The NFA's Sondra Cosgrove, of CSN, filed this report from Carson City, Monday, May 9.
The Joint Senate Finance and Assembly Ways and Means Committee voted to accept the Public Employees Benefits Program changes. There was spirited debate over these changes, but without any extra funding, there were few alternatives available. Two issues received the most attention: southern HMO participants subsidizing northern HMO premiums, and the number of sacrifices public employees are being expected to shoulder.

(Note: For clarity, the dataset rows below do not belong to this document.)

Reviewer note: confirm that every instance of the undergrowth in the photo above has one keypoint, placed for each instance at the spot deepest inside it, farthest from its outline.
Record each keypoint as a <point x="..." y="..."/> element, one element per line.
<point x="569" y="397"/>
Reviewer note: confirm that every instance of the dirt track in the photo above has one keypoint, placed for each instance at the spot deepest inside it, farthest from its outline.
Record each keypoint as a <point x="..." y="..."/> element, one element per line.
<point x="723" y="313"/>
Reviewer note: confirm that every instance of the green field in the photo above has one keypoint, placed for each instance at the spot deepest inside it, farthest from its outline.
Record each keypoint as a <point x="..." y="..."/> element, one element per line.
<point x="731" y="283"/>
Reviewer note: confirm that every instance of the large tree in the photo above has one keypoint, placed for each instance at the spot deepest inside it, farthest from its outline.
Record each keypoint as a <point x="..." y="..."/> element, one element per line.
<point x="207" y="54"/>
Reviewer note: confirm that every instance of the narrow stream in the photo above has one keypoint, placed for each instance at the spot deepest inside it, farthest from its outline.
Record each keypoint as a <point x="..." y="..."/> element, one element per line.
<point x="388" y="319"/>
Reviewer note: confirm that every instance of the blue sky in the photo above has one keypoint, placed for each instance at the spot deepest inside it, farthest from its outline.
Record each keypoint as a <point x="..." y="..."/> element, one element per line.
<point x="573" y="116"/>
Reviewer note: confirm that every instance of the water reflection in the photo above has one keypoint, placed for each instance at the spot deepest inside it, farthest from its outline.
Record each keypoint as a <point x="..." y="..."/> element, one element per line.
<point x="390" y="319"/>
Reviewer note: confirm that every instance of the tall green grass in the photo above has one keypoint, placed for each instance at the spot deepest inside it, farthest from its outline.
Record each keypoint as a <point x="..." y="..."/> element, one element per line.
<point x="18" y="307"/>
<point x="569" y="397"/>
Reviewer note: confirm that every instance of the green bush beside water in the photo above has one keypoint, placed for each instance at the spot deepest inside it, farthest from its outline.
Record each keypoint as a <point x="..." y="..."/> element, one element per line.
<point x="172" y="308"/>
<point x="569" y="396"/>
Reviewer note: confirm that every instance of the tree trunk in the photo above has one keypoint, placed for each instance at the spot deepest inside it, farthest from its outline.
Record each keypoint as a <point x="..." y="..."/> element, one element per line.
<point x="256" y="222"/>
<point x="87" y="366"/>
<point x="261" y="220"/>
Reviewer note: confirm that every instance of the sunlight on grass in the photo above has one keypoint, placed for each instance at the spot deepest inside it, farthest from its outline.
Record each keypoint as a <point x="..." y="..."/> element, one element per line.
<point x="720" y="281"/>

A number of committee members asked why the northern and southern HMO rates are being “blended.” The Executive Director of the PEBP Board stated that the Board felt it was an equity issue; that all employees should be treated equally. Assemblypersons Maggie Carlton and Marcus Conklin specifically rejected this argument and asked why participants are not paying only for the services they themselves receive.

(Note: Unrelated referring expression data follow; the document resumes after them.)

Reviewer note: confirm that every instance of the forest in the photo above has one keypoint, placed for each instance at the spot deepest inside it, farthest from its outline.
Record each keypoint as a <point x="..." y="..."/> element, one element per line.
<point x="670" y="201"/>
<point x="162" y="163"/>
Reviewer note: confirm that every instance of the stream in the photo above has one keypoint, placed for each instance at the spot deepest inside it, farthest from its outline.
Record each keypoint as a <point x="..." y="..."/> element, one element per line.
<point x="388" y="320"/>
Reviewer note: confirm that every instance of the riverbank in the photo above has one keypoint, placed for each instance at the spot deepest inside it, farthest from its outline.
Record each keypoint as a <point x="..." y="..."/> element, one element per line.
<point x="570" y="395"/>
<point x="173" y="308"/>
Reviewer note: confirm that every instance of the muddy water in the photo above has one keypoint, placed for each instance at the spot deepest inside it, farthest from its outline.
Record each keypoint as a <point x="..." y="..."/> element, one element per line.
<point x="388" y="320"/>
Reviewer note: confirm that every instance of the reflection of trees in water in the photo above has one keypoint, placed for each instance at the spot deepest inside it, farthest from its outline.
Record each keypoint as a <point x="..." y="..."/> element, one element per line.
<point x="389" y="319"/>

It was explained that the HMO contract is more in the north than in the south, so up to now northern HMO participants have paid a higher premium than southern participants. Under the PEBP Board changes, the southern premium will be going up more than is warranted under the southern contract to keep the northern premium from going up even more. Some of the southern legislators (not all) voted to not allow this blending, but they were unsuccessful.

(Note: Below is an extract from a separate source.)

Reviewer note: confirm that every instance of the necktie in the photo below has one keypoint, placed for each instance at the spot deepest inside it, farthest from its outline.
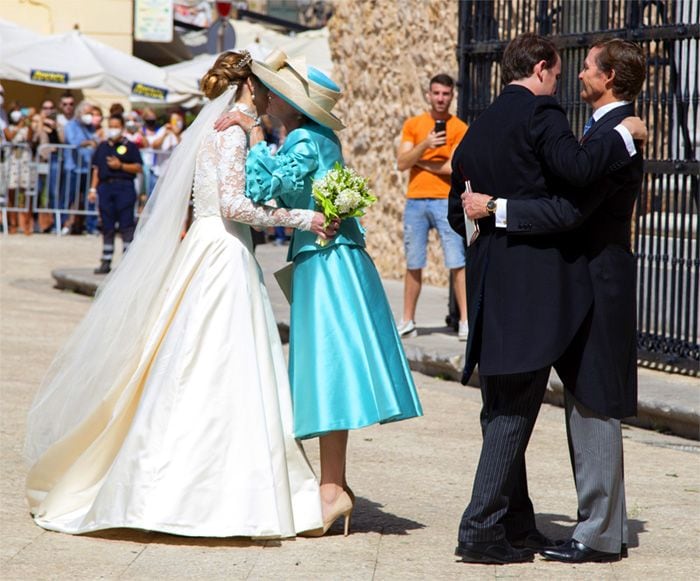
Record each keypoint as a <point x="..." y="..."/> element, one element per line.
<point x="588" y="125"/>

It was also noted that, in addition to these drastic changes to health, retirement, and life insurance costs, public employees also are being asked to accept a 5-percent salary reduction. Many committee members noted that this seemed to be a disproportionate share of the sacrifice, but without any other funding, nothing could be done to ameliorate this inequality.
A motion to send a Letter of Intent to PEBP Board asking them to review this item failed on a close vote. However, the PEBP Board has a mechanism to offer some temporary relief if it has the funding to cover it.
In addition, Governor Sandoval's plan to cut the health subsidy for part-time state workers – which would have affected higher education more than any other entity – failed in a close vote.